Putting more troops in Iraq also theoretically means creating larger-and-larger zones of security in Iraq. Indeed, McCain now defends President Bush’s troop “surge” as counter-insurgency strategy that could work. Potentially, the surge begins to implement the so-called “oil spot” strategy, which is named for the gradual expansion of safe spots on the map — winning the “hearts and mind” of local populations as it succeeds.

Is this realistic?

Well, to begin, McCain certainly isn’t the only — or first — person to describe the insurgency in Iraq as a whack-a-mole problem. Many foreign policy and military analysts employ the term and some argue that no strategy based simply on establishing small geographical security zones can work. Unless the US floods Iraq with troops, these skepitcs argue, insurgents can still too readily pop up almost anywhere else in Iraq.
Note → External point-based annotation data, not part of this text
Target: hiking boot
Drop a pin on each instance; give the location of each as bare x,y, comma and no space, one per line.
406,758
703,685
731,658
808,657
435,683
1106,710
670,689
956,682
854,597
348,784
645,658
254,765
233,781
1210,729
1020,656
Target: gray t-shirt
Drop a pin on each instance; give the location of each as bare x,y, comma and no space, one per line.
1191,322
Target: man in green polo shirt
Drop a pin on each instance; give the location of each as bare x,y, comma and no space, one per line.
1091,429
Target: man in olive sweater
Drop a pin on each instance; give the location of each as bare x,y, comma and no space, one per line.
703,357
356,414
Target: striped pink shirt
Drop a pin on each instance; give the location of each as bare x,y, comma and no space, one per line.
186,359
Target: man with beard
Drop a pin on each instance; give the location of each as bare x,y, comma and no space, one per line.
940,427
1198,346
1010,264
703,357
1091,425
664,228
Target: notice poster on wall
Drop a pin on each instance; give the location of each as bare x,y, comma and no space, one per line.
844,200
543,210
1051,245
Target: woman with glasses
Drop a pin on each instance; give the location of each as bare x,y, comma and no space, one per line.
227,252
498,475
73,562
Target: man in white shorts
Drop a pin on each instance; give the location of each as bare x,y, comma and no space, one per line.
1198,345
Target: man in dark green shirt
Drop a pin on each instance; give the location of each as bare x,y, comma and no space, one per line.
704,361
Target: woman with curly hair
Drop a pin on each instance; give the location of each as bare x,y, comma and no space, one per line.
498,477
Think of the obvious parallel. Hamid Karzai has long been considered merely the “mayor of Kabul” because that city is essentially the only secure part of Afghanistan — after five and a half years. There are too few troops in Afghanistan to accomplish much more.

Last September 6, ABC News’ Senior Foreign Correspondent Jim Sciutto blogged critically about what was then the latest Pentagon strategy in Iraq:

Operation Together Forward, the main thrust of the new strategy, involves establishing pockets of security in select neighborhoods and then slowly adding more. These latest numbers add substance to fears Together Forward creates a whack-a-mole effect: that is, secure one area and the violence will pop up somewhere else.

Sound familiar?

The latest “surge” strategy in Iraq, designed essentially to secure Baghdad neighborhoods, is built around the exact logic as last year’s failed strategy.

Does the latest Iraq strategy amount merely to an even grander version of whack-a-mole?

For answers to empirical questions about the war, I turn to the “Iraq Index,” produced by Michael E. O’Hanlon and Jason H. Campbell of the Brookings Institution.

The April 23, 2007, Iraq Index report includes a section entitled “EFFECTS OF OPERATION FARDH AL-QANOON ON AREAS OUTSIDE OF BAGHDAD AND AL-ANBAR PROVINCES” (caps in original):

There has been roughly a 30% increase in offensive actions and attacks in Diyala province (March 9, 2007)…Over the past five months, attacks on U.S. and Iraqi troops have increased 70% in Diyala province (April 16, 2007)

The Pentagon is responding by sending more troops to Diyala.

Is this a repeat of whack-a-mole?

Some journalists report that violence in Tal Afar is up as well.

Given this data, why is President Bush already claiming partial victory?

Yet the first indicators are beginning to emerge — and they show that so far, the operation is meeting expectations. There are still horrific attacks in Iraq, such as the bombings in Baghdad on Wednesday — but the direction of the fight is beginning to shift.

All of the data about the surge is tentative, of course, as even President Bush acknowledges. Iraq commander General David Petraeus told Bush “that it will be later this year before we can judge the potential of success.”

If the surge fails, don’t expect some better strategy down the road.

President Bush to interviewer Charlie Rose
, yesterday: “The Plan B is to make Plan A work.”

One early forecast: several hundred thousand US troops on the ground in Iraq.